他站在床前,臉色平靜的望著周雲芷,說道。

“當蔣思韻告訴我說,你為我在喝酒,在哭的時候,我心裡挺驚訝的。因為在我眼裡,你是個特別堅強,也特別強勢的女人。”

“同時,我也很疑惑,你為什麼會喝這麼多酒,是我今天在市二人民醫院外的那番話,刺激到你了嗎?但我說的沒錯,你想我再回恆源醫院當主任,無非就是你壓不住劉志陽,想找個幫手替你壓制他,奪權。”

“而你口中我比較善良,有責任心,在我看來,你只是覺得我這樣的人好控制,能夠死心塌地替你做事而已。”

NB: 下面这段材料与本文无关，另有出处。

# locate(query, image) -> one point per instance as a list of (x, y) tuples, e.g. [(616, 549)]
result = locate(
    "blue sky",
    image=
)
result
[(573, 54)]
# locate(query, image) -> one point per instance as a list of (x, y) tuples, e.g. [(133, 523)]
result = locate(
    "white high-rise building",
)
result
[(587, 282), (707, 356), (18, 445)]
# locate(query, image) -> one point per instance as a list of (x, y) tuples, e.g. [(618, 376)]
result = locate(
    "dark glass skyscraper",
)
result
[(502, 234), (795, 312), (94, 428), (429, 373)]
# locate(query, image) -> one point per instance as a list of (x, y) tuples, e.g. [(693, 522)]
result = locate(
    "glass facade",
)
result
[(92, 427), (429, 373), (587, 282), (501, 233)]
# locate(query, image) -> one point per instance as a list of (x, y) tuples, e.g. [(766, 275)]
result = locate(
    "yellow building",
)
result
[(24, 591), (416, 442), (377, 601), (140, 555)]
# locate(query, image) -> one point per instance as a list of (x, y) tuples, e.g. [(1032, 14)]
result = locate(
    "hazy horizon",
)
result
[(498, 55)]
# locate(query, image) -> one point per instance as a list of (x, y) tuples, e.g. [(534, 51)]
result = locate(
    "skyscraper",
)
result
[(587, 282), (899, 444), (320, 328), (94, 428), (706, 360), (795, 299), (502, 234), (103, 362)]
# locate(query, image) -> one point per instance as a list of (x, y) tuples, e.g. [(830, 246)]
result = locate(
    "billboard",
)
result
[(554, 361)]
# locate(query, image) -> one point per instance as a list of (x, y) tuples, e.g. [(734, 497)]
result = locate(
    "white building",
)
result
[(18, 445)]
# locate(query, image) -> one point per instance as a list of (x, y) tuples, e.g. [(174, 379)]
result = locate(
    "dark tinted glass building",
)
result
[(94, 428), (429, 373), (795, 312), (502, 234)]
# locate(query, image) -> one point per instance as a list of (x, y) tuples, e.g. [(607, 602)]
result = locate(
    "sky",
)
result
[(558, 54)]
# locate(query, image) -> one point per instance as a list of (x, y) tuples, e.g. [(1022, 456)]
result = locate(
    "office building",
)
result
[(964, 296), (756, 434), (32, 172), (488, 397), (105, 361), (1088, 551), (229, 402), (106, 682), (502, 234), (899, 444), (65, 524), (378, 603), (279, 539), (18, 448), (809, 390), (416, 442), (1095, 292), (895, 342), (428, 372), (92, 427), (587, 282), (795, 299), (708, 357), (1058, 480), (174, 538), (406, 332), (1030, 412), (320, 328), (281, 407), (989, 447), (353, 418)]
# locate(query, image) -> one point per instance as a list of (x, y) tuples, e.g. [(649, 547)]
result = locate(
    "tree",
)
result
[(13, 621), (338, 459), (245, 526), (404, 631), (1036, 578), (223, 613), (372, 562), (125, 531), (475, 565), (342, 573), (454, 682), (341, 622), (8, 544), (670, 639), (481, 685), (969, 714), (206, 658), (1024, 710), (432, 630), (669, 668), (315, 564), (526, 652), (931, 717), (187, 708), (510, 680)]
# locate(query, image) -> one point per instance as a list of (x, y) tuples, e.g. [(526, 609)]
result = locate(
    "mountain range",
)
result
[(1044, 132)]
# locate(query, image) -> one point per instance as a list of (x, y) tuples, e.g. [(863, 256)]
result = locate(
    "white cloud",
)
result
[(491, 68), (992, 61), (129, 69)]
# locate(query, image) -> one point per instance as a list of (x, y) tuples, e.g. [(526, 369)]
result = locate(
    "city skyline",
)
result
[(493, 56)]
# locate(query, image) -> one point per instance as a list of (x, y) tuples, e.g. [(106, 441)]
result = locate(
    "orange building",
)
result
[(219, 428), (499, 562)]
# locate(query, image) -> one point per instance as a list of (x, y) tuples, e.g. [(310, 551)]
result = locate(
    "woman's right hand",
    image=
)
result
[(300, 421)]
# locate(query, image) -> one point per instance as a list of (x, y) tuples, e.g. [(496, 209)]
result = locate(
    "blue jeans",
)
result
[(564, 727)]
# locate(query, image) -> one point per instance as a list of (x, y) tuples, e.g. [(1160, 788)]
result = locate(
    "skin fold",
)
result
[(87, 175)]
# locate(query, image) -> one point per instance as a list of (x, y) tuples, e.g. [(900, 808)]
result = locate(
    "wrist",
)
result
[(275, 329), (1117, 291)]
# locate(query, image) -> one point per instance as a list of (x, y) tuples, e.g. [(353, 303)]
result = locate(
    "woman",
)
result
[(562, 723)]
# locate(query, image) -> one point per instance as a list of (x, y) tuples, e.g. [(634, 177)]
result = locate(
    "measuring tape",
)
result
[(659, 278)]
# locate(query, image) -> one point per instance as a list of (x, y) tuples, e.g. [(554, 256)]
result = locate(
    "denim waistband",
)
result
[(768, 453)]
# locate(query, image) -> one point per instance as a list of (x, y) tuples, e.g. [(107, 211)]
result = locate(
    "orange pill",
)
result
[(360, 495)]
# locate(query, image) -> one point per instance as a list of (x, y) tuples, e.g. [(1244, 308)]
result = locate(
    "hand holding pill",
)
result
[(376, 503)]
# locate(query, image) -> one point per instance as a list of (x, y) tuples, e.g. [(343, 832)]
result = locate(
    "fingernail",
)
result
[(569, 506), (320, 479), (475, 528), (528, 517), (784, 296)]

“周雲芷,你不要把所有人都當成傻子,因為你還沒有能駕馭別人,操控別人的能力。”

他呼了口氣,轉身就朝外面走了出去,然後把門帶上。

躺在沙發上,他點燃一支菸,抽著。

不是他將周雲芷想的太壞,而是這個世界本就不善良。

畢業後,他在醫療體系中見到了太多的爾虞我詐,仗權欺人,欺騙與利用。

但這事已經跟他沒關係了,他有系統,完全可以過自己想要的生活,又如此去替別人的生活操心。

一支香菸,在煙霧繚繞中燃盡,他蓋著被子就睡了過去。

而睡著的他,也進了意識空間,跟侍者談談醫治他父親的辦法。

第二天,清早。

陳陽模模糊糊的睜開眼睛,他突然發覺懷裡面有什麼東西很柔軟,而且手上也傳來彈彈的感覺。

這……不會是……

他反應過來,猛的低頭一看,周雲芷正緊緊抱著他的脖子,躺在他懷裡睡得正熟。

而他的手正抓著……

我的天,這怎麼回事啊,她不是睡在自己床上的嘛,怎麼現在會躺在我懷裡啊。

陳陽微側頭,朝旁邊看了一眼,頓時傻眼了。

因為他……正躺在床上……

他臉上當即露出了焦急的表情,努力想著昨晚的情景,昨天晚上他在意識空間問過侍者後,他好像起身去上了趟廁所。